Forced energy restriction is the main treatment for obesity. Forced energy restriction involves creating a negative energy balance, such that ingested energy is less than expended energy. This is done primarily though the reduction in the number of calories consumed, but can also involve increased levels of physical activity. If forced energy restriction was an effective cure for obesity, then it would be expected that the lighter individual that results from the treatment would display a reversal of the metabolic abnormalities that are present when body mass is at its greatest. However, forced energy restriction does not reverse these abnormalities. On the contrary, in many cases it causes further deterioration. For example, prior to weight loss the resting metabolic rate of obese individuals is higher than that of lean controls. However, following a forced energy restriction diet the loss of muscle mass causes a reduction in the RMR.
If forced energy restriction diets were a treatment for obesity, we would also expect to see improvements in the utilisation of ingested energy following completion of weight loss. This could be measured as an increase body temperature following a carbohydrate (glucose) containing meal. However, evidence suggests that this does not occur. For example researchers1 investigated the reaction of 8 obese individuals to a glucose load and noted that the thermic effect of this food was lower (1.7 %) compared to lean controls (9.2 %).

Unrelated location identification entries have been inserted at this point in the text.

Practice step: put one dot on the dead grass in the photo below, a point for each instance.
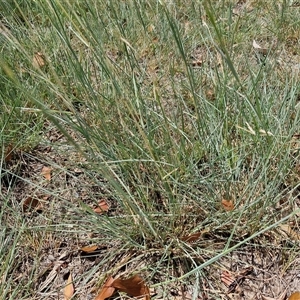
(161, 111)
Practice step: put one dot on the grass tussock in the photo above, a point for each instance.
(164, 110)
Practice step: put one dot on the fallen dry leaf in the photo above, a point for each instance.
(38, 60)
(232, 282)
(227, 204)
(69, 288)
(281, 297)
(89, 249)
(30, 203)
(259, 48)
(46, 172)
(107, 289)
(192, 237)
(133, 286)
(295, 296)
(102, 207)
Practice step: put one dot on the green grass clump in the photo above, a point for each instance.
(167, 109)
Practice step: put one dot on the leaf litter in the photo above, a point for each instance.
(133, 286)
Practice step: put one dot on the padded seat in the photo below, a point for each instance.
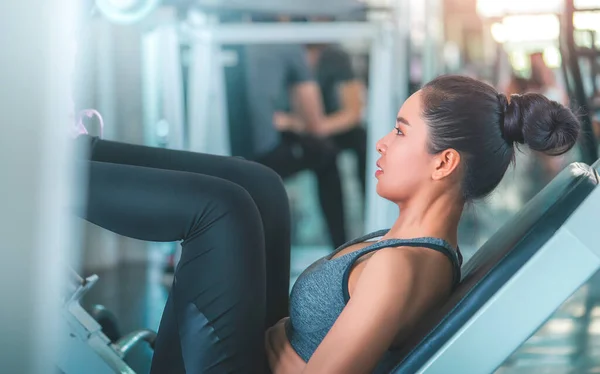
(513, 283)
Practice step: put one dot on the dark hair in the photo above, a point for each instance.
(482, 125)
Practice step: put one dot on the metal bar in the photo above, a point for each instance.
(589, 148)
(285, 33)
(37, 188)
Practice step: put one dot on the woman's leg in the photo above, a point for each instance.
(263, 185)
(214, 318)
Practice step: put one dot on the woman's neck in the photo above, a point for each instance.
(426, 216)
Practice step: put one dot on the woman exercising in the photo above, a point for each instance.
(452, 142)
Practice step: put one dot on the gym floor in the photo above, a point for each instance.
(569, 343)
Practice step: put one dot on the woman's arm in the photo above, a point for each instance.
(351, 100)
(382, 302)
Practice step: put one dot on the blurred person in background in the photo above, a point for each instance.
(273, 72)
(342, 94)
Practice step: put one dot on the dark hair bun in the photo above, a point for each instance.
(544, 125)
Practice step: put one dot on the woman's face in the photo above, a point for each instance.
(405, 164)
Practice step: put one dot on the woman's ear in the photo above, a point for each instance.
(445, 163)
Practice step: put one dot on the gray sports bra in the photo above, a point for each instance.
(321, 292)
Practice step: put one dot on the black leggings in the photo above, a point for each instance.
(233, 277)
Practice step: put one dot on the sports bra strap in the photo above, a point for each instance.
(433, 243)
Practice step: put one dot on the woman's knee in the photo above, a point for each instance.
(212, 201)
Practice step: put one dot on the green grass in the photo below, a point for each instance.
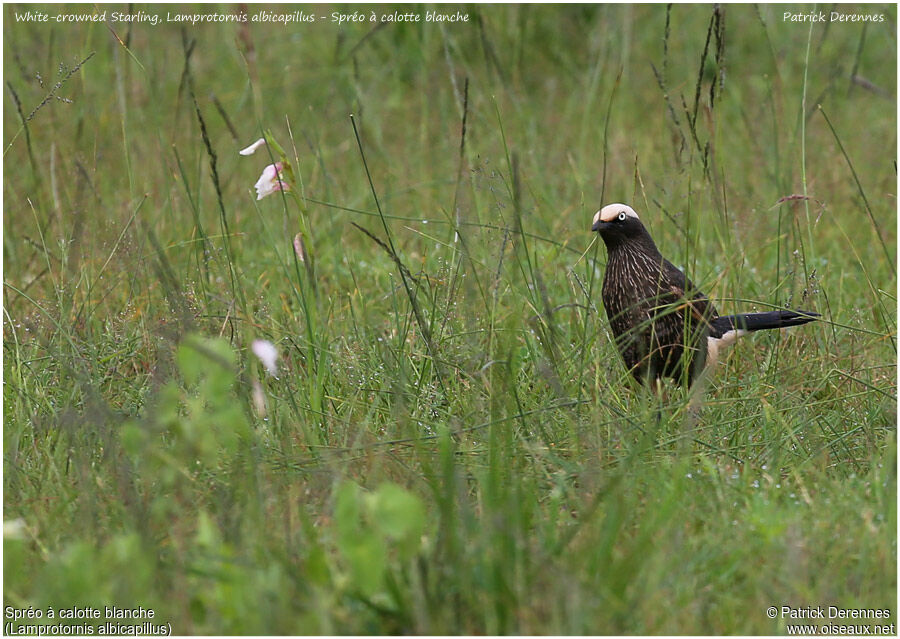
(451, 444)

The researchers also noted that the obese individuals had a reduced adrenaline response from the central nervous system as measured by arterial adrenaline concentrations. Following a 30 kg weight loss, the obese individuals were re-tested but their thermic response from the ingested food was still lower than lean individuals (4.2 % versus 9.2 %, respectively), and arterial adrenaline remained impaired.
These results suggests that weight loss does not reverse the impaired ability of obese individuals to utilise energy. Because these individuals lost 30 kg of weight, it is likely they lost several kg of skeletal muscle. As a result they would almost certainly have developed a lower RMR. The combination of a low RMR with the impaired thermic response to food would have made it highly likely that they would regain any lost body fat. The inability of the obese subjects to utilise energy is reflected in the insulin responses of the subjects. Insulin response to ingested glucose was elevated both before and after weight loss suggesting poor insulin sensitivity. This supports the contention that the poor utilisation of fuel in obesity is caused by insulin resistance, and that the correct treatment for obesity should centre on improving insulin sensitivity through improvements in diet quality.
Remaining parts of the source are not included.